Classical, or Newtonian, physics has been remarkably successful, explaining and predicting many things very accurately and convincingly. But, as scientists began to look closely at very small things such as atoms and molecules, they were forced to modify their ideas basically, and "quantum mechanics" was discovered.
Quantum mechanics and classical mechanics are philosophically very different, and the behavior of atoms and molecules can only be understood by this radically different quantum mechanics. But quantum mechanics must and does also apply to larger objects such as planets, balls, or our own motions. Classical mechanics was in principle quite wrong. But, it was a good approximation, explaining very accurately the motions of everything much larger than atoms, such as planets, balls, or ourselves. We still teach and use classical mechanics.

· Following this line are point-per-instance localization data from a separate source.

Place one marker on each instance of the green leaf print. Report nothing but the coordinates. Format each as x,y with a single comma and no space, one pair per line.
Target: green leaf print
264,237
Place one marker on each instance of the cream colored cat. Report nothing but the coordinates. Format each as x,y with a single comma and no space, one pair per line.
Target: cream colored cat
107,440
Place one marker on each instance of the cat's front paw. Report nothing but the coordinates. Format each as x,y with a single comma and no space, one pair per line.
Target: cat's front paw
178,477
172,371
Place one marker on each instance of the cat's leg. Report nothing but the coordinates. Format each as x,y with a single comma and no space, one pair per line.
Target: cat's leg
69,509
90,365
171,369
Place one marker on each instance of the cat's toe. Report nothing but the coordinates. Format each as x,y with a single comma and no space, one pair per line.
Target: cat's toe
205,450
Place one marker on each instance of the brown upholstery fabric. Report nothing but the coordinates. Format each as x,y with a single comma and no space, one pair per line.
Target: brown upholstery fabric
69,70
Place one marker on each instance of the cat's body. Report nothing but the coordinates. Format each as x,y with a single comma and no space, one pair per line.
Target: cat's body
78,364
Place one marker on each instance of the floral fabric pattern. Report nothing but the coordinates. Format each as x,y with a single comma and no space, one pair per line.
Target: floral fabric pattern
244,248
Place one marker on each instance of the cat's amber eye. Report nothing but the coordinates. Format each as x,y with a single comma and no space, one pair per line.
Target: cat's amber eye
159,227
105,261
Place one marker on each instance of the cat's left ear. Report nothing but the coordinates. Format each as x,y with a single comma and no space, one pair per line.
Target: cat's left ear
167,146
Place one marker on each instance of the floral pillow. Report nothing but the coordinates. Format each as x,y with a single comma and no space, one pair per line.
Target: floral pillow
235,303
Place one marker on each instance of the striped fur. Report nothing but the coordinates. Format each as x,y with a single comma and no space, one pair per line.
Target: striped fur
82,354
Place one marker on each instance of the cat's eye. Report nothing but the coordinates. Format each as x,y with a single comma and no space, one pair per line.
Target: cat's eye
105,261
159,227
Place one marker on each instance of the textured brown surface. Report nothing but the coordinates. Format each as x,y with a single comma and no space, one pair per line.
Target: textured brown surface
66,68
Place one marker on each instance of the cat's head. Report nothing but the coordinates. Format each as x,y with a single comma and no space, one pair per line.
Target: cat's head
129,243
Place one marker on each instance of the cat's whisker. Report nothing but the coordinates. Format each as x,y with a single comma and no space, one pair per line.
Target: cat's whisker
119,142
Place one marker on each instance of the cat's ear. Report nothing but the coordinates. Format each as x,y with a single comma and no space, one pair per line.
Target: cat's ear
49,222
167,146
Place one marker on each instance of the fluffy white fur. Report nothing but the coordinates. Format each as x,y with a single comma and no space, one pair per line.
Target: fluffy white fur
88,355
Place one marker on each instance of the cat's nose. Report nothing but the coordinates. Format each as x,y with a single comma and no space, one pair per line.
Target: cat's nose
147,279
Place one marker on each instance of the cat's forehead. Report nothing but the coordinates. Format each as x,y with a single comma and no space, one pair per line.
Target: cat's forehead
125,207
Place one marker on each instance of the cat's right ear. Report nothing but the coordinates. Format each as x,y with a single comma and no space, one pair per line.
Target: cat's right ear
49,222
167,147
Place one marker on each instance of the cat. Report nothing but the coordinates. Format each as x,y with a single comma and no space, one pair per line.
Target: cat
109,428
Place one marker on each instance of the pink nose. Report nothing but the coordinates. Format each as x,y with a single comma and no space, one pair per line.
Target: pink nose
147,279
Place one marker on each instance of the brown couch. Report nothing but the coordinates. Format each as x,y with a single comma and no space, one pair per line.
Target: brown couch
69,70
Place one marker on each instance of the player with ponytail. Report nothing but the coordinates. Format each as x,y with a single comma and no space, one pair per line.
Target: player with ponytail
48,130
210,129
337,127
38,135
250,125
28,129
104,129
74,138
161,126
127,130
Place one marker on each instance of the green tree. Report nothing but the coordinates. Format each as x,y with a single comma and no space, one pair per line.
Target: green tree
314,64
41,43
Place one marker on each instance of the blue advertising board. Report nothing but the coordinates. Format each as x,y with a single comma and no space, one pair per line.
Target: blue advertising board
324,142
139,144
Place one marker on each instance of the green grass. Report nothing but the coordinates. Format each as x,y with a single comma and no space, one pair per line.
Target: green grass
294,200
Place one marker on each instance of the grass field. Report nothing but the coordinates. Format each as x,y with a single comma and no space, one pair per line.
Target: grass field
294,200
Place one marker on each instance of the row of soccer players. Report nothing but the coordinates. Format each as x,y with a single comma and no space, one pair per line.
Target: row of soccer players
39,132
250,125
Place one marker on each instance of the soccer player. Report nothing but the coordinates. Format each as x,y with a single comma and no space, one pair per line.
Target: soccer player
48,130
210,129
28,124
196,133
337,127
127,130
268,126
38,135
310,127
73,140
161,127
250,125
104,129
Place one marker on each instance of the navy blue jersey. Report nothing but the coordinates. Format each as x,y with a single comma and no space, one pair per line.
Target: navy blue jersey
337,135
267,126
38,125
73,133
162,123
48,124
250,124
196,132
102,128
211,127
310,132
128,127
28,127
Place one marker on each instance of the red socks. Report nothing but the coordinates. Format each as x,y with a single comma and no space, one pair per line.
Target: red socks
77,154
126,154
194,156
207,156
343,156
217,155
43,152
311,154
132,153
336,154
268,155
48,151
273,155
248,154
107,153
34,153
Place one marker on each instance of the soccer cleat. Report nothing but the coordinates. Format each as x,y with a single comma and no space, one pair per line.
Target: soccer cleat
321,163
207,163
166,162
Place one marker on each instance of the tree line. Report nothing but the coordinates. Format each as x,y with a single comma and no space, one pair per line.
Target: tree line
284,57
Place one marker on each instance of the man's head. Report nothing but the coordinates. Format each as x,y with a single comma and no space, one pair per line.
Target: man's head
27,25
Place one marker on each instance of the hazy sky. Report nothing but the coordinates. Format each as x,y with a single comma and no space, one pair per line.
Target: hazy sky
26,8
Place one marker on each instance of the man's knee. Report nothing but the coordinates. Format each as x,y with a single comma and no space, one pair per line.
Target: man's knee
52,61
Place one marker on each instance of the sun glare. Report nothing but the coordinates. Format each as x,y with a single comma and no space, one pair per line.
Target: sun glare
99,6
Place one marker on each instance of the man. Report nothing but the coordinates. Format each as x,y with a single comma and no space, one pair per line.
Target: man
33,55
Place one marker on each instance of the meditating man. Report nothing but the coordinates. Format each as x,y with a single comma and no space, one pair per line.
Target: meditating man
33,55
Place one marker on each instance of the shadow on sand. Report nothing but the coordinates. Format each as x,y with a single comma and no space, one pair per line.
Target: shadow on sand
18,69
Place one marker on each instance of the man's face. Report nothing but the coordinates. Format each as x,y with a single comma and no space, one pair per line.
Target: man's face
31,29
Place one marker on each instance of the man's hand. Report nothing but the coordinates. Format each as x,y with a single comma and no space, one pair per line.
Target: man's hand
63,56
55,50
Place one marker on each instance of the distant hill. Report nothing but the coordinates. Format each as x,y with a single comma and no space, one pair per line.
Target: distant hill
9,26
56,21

It's a very good approximation to reality and much simpler to understand than quantum mechanics, even though philosophically incorrect.
As we understand more, will our views in science and also in religion be revolutionized as science already has been by quantum mechanics? My guess is yes. We must be open-minded and without completely frozen ideas in either science or religion. But even with future changes, I also guess that, like classical mechanics, our present understanding may be a good and useful approximation even though new and deeper views may be revolutionary.
Overall, I believe we must try hard to understand both how our universe works and what is its meaning as well as we can, and for now, live by our best understanding. I hope very much that humans will in the future understand more and more deeply, which can change our views. And, just as classical mechanics still works well, I expect our present ideas and principles will still have a useful and functional validity.
Mr. Townes is a 1964 Nobel laureate in physics and inventor of the laser. On Wednesday, he was awarded the 2005 Templeton prize for his study of the relation between science and religion.